Während früher in Weissach Designstudio oder Windkanal über das Gelände verstreut waren, sind jetzt alle Teile in den drei neuen Gebäuden gebündelt. Das Gehirn von Porsche pulsiert mit frischem Blut. 750 Designer und Ingenieure haben hier künftig ihren Arbeitsplatz. „Damit können die kreativen Entwickler noch konsequenter als bisher Hand in Hand arbeiten“, sagte Porsche-Vorstandchef Matthias Müller.

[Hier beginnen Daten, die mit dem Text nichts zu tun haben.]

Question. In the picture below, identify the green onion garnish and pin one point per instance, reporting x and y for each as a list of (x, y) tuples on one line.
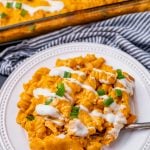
[(48, 101), (74, 112), (23, 12), (32, 27), (9, 5), (107, 102), (18, 5), (60, 89), (67, 74), (30, 117), (100, 92), (119, 74), (118, 92), (2, 15)]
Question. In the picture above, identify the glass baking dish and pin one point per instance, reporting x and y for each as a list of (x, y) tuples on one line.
[(44, 25)]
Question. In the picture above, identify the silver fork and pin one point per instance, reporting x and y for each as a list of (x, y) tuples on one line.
[(140, 126)]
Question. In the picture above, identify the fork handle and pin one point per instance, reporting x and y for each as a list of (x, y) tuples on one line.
[(144, 125)]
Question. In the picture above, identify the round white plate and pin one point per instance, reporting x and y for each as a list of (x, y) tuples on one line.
[(13, 137)]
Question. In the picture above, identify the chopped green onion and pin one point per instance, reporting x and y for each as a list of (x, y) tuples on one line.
[(30, 117), (60, 89), (67, 74), (18, 5), (119, 74), (74, 112), (32, 27), (23, 12), (118, 92), (2, 15), (100, 92), (48, 101), (107, 102), (9, 5)]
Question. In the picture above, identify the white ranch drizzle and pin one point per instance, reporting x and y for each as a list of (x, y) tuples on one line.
[(61, 136), (54, 6), (77, 128), (47, 110), (104, 97), (45, 92), (83, 108), (113, 115), (57, 122), (59, 71), (111, 74), (108, 73), (128, 85), (89, 88)]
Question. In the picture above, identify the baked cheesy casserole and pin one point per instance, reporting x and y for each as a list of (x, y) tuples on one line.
[(16, 11), (80, 104)]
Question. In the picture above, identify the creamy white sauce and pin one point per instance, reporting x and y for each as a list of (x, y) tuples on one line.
[(109, 117), (57, 122), (104, 97), (67, 88), (83, 108), (59, 71), (47, 110), (89, 88), (54, 6), (69, 98), (77, 128), (46, 93), (109, 75), (61, 136), (104, 81), (128, 85), (113, 115), (96, 113)]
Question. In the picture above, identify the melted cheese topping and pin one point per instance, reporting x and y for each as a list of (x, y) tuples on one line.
[(47, 110), (77, 128), (128, 85), (59, 71), (53, 6)]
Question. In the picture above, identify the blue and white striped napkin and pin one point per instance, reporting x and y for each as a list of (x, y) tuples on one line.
[(130, 33)]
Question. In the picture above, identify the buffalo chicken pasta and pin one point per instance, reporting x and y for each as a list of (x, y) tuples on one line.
[(16, 11), (80, 104)]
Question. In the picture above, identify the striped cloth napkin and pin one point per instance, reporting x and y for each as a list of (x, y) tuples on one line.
[(130, 33)]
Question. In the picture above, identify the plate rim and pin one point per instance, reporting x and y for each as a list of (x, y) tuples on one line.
[(54, 51)]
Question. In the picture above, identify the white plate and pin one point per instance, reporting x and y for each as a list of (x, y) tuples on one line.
[(13, 136)]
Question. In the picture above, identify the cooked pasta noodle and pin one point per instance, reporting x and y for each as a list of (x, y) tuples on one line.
[(82, 103)]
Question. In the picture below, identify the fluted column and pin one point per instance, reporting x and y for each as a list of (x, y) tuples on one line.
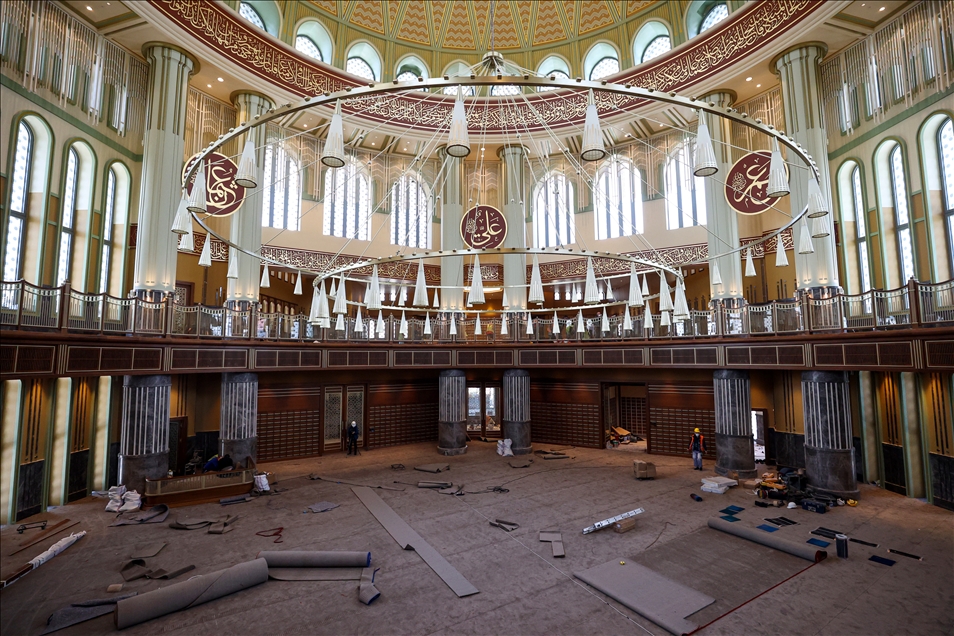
[(246, 225), (452, 409), (735, 449), (452, 211), (514, 197), (144, 438), (722, 221), (238, 418), (515, 423), (797, 69), (161, 188), (829, 456)]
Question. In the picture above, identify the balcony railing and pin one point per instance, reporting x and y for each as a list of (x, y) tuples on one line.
[(27, 307)]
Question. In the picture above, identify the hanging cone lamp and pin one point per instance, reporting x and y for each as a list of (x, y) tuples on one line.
[(536, 284), (420, 288), (778, 178), (458, 140), (593, 149), (332, 154), (591, 293), (705, 161), (247, 176)]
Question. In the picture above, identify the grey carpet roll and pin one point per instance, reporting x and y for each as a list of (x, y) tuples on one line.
[(195, 591), (803, 551), (315, 559)]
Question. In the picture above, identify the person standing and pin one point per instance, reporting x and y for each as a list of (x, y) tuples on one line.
[(697, 444), (353, 438)]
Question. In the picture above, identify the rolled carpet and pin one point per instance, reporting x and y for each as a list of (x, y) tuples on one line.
[(800, 550), (195, 591)]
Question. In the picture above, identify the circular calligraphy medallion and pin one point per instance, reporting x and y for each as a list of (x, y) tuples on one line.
[(483, 227), (746, 183), (224, 195)]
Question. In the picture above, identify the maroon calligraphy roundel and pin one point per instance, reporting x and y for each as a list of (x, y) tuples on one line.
[(746, 183), (224, 195), (483, 227)]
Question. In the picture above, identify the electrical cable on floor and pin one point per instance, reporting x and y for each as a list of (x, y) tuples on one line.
[(569, 577)]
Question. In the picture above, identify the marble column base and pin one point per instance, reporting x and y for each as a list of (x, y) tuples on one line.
[(240, 450), (735, 453), (452, 438), (134, 470), (831, 471), (519, 435)]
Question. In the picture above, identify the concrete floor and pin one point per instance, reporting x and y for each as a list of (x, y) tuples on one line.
[(523, 589)]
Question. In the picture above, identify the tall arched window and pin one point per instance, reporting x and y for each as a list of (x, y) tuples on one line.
[(347, 202), (19, 190), (618, 204), (685, 193), (281, 205), (410, 213), (899, 191), (553, 221)]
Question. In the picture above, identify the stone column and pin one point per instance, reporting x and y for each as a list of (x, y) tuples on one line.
[(144, 439), (735, 448), (452, 418), (246, 225), (723, 221), (161, 188), (514, 197), (515, 423), (798, 71), (452, 211), (829, 456), (238, 436)]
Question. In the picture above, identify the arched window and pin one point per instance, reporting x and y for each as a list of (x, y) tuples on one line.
[(618, 203), (281, 204), (410, 213), (553, 221), (19, 190), (716, 14), (347, 202), (899, 191), (685, 193)]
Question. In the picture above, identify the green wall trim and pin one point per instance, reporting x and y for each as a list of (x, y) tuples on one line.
[(53, 109), (885, 125)]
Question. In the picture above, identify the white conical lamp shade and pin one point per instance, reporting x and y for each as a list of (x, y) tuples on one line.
[(781, 258), (778, 178), (197, 202), (373, 299), (804, 239), (420, 288), (205, 258), (332, 155), (749, 265), (635, 293), (536, 284), (591, 293), (705, 161), (593, 149), (247, 174), (817, 205), (183, 221), (458, 140), (476, 295)]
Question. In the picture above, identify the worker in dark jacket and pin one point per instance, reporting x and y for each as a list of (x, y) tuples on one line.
[(353, 438), (697, 444)]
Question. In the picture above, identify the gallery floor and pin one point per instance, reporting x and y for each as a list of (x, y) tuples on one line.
[(523, 588)]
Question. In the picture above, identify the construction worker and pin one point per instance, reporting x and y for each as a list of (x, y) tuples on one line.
[(697, 444)]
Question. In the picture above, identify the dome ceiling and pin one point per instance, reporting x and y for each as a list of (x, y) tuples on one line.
[(466, 25)]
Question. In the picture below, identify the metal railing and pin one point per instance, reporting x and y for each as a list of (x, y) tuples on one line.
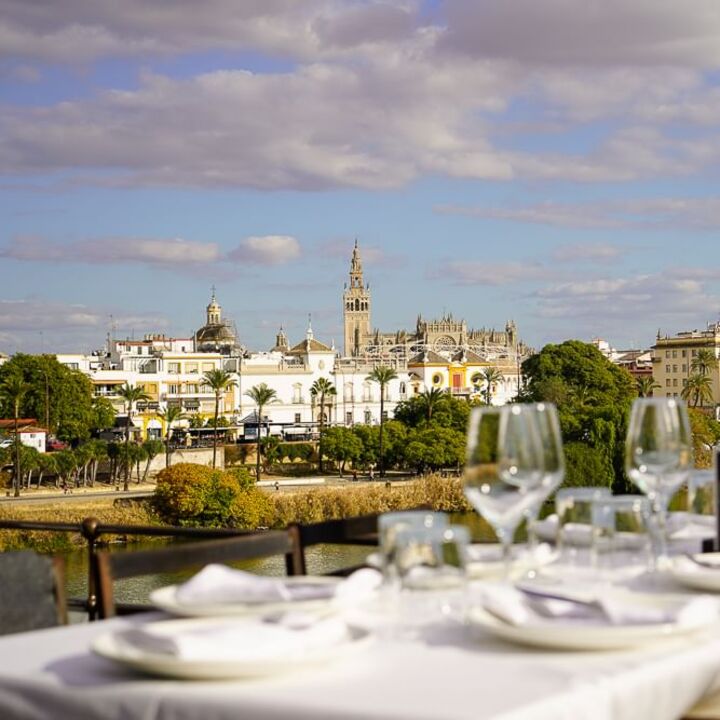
[(92, 532)]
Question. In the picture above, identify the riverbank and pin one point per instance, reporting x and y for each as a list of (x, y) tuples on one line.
[(302, 505)]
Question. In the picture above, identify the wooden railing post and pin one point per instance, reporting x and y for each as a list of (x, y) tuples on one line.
[(90, 531)]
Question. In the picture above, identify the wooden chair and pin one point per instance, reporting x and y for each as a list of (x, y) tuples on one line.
[(350, 531), (32, 592), (110, 567)]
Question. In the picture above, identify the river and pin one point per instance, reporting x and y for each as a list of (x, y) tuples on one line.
[(321, 559)]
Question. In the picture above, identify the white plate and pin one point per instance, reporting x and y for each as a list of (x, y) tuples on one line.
[(559, 635), (166, 599), (485, 560), (112, 647), (693, 576)]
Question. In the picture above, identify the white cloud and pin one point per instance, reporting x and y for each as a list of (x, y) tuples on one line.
[(575, 32), (267, 250), (154, 251), (492, 273)]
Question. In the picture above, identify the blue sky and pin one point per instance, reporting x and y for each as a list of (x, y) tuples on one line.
[(550, 161)]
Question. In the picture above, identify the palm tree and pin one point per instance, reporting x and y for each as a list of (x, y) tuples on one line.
[(261, 395), (219, 381), (429, 400), (153, 448), (170, 415), (699, 387), (130, 394), (646, 386), (321, 389), (13, 390), (382, 376), (704, 361), (491, 376)]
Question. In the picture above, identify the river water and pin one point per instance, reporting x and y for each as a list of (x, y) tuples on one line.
[(321, 559)]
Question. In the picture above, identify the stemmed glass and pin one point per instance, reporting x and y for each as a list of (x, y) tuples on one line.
[(658, 457), (504, 474), (548, 426)]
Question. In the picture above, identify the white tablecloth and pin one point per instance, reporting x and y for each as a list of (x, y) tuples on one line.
[(450, 672)]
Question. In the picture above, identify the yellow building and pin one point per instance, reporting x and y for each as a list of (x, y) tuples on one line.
[(673, 358)]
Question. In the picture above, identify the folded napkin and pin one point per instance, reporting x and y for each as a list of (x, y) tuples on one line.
[(235, 640), (601, 607), (219, 584)]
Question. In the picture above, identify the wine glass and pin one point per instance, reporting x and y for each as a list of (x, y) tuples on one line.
[(658, 457), (504, 472), (545, 417)]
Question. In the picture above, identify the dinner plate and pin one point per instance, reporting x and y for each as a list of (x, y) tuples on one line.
[(166, 599), (559, 635), (112, 647), (691, 575)]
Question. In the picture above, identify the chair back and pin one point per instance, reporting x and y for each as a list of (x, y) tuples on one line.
[(111, 566), (32, 592)]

Das zeigt sich etwa im Design-Studio. Bis zu sieben Autos lassen sich auf einer 70 Meter langen Modellierplatte gleichzeitig aus synthetischem Ton formen. Dabei helfen riesige Fräsmaschinen, die zuvor mit den entsprechenden Daten gefüttert werden. Die Designer schauen von einer Galerie aus jederzeit auf die Ergebnisse herunter, können ihre Entwürfe gegebenenfalls überarbeiten. Dann wird noch mal geschabt, gefräst und modelliert. Und der weiße Boden, der jetzt noch klinisch rein wirkt, dürfte dann mit Tonresten übersät sein. Wird ein neuer Porsche entwickelt, arbeiten die Designer meist mit sechs bis sieben Varianten, die am Ende Vorstandschef Matthias Müller zur Entscheidung präsentiert werden. „Das sind dann oft harte Diskussionen“, sagt Johannes Doll, Projektkoordinator für das 918-Spyder-Design. Quasi spiegelbildlich gegenüber befindet sich das Designstudio für den Innenraum der Autos. Um die Wirkung von Farben und Materialien zu beurteilen, werden die Autos in einen Lichthof vor dem Gebäude transportiert.

Zum Entwicklungszentrum soll sich bald noch ein neues Prüfgebäude für Antriebe gesellen. Bis 2016 will Porsche hier noch einmal 95 Millionen Euro investieren, um Verbrennungsmotoren, aber auch Elektro- oder Hybridantriebe schneller zu testen. „Der Klima- und Umweltschutz fordert von der Branche völlig neue Lösungsansätze“, sagte Vorstandschef Matthias Müller. Dies sei mit einem erheblichen Mehraufwand im Bereich Forschung und Entwicklung verbunden. Weissach wird damit als Denkfabrik für den Sportwagenbauer immer wichtiger. Bis 2018 fließen jährlich 100 Millionen Euro in den Standort. Inzwischen arbeiten hier 4500 Designer, Ingenieure und Techniker. Dazu kommen 1500 Mitarbeiter von Geschäftspartnern. Bis Oktober soll zudem ein neues Parkhaus fertig werden.

Das Elektronik-Integrationszentrum, in dem Kabelstränge und Steuerungseinheiten geprüft und zusammengeführt werden, ist übrigens der einzige Teil, in dem bereits gearbeitet wird. Designstudio und Windkanal werden erst in den nächsten Wochen bezogen. Geheimhaltung ist oberstes Prinzip in Weissach. Wer lässt sich schon gerne ins Gehirn schauen.